Systematic reviews of quality improvement studies have found that multifaceted approaches can improve clinician compliance with guidelines and patient outcomes of care (Renders et al. 2001; Shojania et al. 2004). Common elements include:

  • Educating patients and health professionals to improve adherence;
  • Tracking patients and sending reminders for follow-up care and missed appointments;
  • Prompting physicians to deliver recommended services;
  • Providing physicians with feedback on their performance; and
  • Involving nurses and multidisciplinary teams in patient education and care.
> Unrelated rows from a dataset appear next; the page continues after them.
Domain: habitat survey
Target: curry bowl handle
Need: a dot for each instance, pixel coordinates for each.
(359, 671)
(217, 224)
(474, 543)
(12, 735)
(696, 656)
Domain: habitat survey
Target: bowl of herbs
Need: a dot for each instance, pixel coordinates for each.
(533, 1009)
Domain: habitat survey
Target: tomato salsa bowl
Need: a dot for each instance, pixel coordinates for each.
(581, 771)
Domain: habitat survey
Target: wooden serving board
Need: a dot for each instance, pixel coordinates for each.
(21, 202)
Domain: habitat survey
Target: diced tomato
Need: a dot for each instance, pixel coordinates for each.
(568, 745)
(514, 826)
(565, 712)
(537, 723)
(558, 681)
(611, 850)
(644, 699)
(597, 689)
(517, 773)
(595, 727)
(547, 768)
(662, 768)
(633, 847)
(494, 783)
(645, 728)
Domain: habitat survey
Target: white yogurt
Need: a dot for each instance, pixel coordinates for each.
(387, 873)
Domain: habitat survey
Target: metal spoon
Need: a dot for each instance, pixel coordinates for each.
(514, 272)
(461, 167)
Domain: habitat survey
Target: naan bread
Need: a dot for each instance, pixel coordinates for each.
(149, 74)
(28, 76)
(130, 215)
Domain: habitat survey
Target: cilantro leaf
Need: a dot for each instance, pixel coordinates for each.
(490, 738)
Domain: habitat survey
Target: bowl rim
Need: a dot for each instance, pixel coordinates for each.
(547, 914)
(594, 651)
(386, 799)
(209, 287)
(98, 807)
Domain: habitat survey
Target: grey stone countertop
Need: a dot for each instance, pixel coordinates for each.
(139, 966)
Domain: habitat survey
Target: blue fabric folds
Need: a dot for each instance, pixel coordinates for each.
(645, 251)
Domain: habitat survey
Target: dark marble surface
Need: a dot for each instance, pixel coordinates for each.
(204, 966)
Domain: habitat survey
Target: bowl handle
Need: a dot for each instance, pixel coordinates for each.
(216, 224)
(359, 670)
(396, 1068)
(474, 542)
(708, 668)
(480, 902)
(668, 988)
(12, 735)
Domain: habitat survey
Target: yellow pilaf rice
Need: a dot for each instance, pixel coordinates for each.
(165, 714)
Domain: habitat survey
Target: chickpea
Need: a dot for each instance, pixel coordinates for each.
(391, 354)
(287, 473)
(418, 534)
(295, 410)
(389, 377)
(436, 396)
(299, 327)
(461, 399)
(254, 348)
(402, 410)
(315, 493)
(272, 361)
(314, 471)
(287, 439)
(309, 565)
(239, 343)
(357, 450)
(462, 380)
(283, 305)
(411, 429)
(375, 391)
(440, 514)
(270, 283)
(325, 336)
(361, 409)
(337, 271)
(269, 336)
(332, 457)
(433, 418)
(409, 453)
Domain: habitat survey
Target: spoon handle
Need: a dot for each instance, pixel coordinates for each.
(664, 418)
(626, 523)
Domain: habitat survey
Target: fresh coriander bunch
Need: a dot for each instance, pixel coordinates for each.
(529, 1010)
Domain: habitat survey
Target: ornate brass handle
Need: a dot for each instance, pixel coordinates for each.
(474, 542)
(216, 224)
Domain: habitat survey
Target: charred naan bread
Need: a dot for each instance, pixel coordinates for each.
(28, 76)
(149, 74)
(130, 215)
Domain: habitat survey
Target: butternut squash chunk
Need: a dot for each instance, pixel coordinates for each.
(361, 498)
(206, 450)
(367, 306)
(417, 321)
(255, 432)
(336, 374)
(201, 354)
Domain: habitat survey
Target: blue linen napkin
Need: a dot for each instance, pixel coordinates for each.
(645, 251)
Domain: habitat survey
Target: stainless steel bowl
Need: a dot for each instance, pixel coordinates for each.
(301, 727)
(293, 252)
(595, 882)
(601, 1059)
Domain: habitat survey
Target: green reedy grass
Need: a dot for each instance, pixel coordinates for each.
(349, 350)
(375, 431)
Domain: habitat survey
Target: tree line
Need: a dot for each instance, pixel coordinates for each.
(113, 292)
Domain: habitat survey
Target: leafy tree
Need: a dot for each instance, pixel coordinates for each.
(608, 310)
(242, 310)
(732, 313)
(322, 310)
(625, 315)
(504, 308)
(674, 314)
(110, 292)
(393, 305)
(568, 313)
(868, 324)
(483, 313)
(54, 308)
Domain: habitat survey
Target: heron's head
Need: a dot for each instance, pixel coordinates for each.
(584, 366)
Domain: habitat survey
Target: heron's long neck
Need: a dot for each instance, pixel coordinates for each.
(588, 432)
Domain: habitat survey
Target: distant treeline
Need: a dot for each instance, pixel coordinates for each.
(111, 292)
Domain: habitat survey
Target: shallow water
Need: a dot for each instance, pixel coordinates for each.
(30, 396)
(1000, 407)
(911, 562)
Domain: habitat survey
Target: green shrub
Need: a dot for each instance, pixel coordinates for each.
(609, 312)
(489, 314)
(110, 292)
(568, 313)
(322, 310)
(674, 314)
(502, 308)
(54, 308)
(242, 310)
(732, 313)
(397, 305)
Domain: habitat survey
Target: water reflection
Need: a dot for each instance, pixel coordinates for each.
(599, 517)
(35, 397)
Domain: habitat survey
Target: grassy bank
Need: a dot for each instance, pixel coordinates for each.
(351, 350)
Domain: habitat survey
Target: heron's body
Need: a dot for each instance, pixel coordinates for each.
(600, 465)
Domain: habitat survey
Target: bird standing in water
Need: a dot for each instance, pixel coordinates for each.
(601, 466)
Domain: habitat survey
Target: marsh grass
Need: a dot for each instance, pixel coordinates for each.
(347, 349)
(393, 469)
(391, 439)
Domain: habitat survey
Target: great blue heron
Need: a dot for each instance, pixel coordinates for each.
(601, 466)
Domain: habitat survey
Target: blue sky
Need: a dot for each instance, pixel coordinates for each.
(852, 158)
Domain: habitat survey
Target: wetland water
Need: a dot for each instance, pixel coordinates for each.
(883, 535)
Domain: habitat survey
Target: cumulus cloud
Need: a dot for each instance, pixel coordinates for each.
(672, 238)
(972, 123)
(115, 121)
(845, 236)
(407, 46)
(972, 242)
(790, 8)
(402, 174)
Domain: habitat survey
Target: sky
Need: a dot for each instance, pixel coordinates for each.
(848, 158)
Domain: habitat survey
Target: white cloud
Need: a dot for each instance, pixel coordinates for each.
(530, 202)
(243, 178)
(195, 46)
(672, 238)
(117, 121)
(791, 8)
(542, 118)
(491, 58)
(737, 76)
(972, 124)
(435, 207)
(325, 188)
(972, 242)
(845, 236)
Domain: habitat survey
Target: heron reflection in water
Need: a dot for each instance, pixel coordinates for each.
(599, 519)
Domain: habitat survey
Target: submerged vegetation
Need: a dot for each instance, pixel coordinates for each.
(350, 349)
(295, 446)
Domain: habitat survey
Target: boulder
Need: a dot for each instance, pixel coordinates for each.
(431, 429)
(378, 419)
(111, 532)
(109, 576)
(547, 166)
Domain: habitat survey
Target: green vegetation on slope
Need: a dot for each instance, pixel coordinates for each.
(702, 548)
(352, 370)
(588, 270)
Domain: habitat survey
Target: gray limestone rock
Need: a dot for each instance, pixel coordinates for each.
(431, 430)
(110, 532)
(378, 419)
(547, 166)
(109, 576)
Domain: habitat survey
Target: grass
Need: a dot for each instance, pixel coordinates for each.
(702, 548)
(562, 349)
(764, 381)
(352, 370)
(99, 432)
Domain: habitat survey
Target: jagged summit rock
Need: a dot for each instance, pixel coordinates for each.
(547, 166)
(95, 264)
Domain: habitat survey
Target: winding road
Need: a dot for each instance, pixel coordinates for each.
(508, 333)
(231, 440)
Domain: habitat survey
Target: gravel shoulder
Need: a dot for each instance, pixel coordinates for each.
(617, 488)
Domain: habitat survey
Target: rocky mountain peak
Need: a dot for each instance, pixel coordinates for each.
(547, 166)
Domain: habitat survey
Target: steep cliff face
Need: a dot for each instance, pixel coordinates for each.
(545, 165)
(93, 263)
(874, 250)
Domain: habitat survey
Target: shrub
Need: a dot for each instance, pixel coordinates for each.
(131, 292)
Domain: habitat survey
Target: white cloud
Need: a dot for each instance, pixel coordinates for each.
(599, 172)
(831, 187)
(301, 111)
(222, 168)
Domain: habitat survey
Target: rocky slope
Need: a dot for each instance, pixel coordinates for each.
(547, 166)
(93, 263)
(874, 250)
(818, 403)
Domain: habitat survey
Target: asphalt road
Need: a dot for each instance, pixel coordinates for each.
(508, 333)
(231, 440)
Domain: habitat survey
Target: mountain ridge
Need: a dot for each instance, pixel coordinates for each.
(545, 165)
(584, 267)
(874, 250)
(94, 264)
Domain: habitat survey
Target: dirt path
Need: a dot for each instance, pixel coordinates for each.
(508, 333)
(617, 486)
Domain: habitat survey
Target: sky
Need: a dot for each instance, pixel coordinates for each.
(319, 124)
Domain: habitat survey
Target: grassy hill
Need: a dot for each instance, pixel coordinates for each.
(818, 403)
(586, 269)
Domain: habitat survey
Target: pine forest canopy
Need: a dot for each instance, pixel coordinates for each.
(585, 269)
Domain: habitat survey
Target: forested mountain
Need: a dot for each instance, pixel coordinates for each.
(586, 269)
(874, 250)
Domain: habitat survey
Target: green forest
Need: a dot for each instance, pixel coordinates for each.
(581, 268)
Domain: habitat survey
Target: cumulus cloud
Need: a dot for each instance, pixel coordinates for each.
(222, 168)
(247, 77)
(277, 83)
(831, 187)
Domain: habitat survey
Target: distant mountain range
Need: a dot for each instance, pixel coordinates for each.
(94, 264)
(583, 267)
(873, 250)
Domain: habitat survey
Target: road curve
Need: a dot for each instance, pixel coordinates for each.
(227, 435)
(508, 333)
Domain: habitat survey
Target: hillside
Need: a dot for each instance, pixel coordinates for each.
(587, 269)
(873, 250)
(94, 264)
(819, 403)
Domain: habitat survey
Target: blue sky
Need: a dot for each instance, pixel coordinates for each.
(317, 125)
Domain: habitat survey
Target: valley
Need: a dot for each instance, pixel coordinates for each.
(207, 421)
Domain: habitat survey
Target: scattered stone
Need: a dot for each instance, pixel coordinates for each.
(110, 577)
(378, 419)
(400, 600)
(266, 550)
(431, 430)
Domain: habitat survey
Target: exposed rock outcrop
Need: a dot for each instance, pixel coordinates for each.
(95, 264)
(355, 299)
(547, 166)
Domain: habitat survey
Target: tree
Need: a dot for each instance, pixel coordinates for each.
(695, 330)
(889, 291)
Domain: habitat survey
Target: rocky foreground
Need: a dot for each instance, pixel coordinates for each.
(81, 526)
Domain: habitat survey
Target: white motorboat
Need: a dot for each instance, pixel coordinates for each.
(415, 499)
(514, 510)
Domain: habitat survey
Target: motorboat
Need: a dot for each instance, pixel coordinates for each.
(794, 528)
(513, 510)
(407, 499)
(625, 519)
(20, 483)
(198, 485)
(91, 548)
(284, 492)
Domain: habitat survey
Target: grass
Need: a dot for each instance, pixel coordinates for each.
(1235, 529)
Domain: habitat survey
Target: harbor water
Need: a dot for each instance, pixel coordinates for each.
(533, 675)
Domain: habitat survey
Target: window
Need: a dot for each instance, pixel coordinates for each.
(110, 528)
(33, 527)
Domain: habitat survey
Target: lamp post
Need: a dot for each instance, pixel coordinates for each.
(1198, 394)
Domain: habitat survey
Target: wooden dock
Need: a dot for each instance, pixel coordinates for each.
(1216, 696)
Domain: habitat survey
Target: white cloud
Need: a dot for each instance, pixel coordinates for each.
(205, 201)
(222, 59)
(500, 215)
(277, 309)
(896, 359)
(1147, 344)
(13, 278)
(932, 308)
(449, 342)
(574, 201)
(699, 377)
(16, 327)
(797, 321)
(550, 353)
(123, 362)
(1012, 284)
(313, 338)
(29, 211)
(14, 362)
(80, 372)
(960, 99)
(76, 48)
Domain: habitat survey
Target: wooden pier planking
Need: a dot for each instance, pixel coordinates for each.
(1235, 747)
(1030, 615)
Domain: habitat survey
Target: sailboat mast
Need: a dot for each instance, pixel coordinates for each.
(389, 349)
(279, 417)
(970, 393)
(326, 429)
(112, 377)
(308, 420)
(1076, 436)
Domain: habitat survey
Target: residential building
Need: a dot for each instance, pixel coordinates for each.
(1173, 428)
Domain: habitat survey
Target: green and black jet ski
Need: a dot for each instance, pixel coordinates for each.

Improvement Ideas and Resources

Additional resources are available from the Medicare Quality Improvement Community.

Measure:

This was a before-and-after intervention trial among Medicare patients with type 2 diabetes continuously enrolled for at least one year in one of six Arizona managed care plans that together enrolled 40 percent of all Medicare beneficiaries in the state. Random samples of medical records (380 at baseline in 1995 and 767 at post-intervention remeasurement in 1996) were reviewed to determine the proportion of 14 quality indicator services that were provided to patients when needed during a one-year period. Diabetes monitoring indicators included quarterly blood pressure measurement, biannual foot exam, biannual glycosylated hemoglobin test, annual eye exam, annual lipid profile, and annual dipstick for urine protein. Diabetes education measures included diet, exercise, medication, and glucose self-monitoring. Follow-up measured whether an ACE inhibitor was prescribed if the patient had hypertension or proteinuria, treatment was provided for hyperlipidemia, and patients with abnormal eye exams were referred to an ophthalmologist (Marshall et al. 2000).

Limitations:

Lack of a control group means that the results cannot be definitively attributed to the intervention, nor is it possible to attribute the results to a specific change in process at the health plan or provider level. Though improvements were substantial, the quality of care and outcomes achieved are still far short of ideal performance.

Source:

The study used medical records and was conducted by researchers at Health Services Advisory Group, the Medicare Quality Improvement Organization for Arizona, in collaboration with the Medicare managed care plans (Marshall et al. 2000).

References:

* Indicates source of data used in the chart(s).* Marshall, C. L., M. Bluestein, E. Briere et al. 2000. Improving Outpatient Diabetes Management Through a Collaboration of Six Competing, Capitated Medicare Managed Care Plans. American Journal of Medical Quality 15 (2): 65–71.

Renders, C. M., G. D. Valk, S. Griffin et al. 2001. Interventions to Improve the Management of Diabetes Mellitus in Primary Care, Outpatient and Community Settings. Cochrane Database of Systematic Reviews (1): CD001481.

Shojania, K. G., M. D. Ranji, L. K. Shaw et al. 2004. Diabetes Mellitus Care. Vol. 2 of Closing the Quality Gap: A Critical Analysis of Quality Improvement Strategies; Technical Review 9. Rockville, Md.: Agency for Healthcare Research and Quality.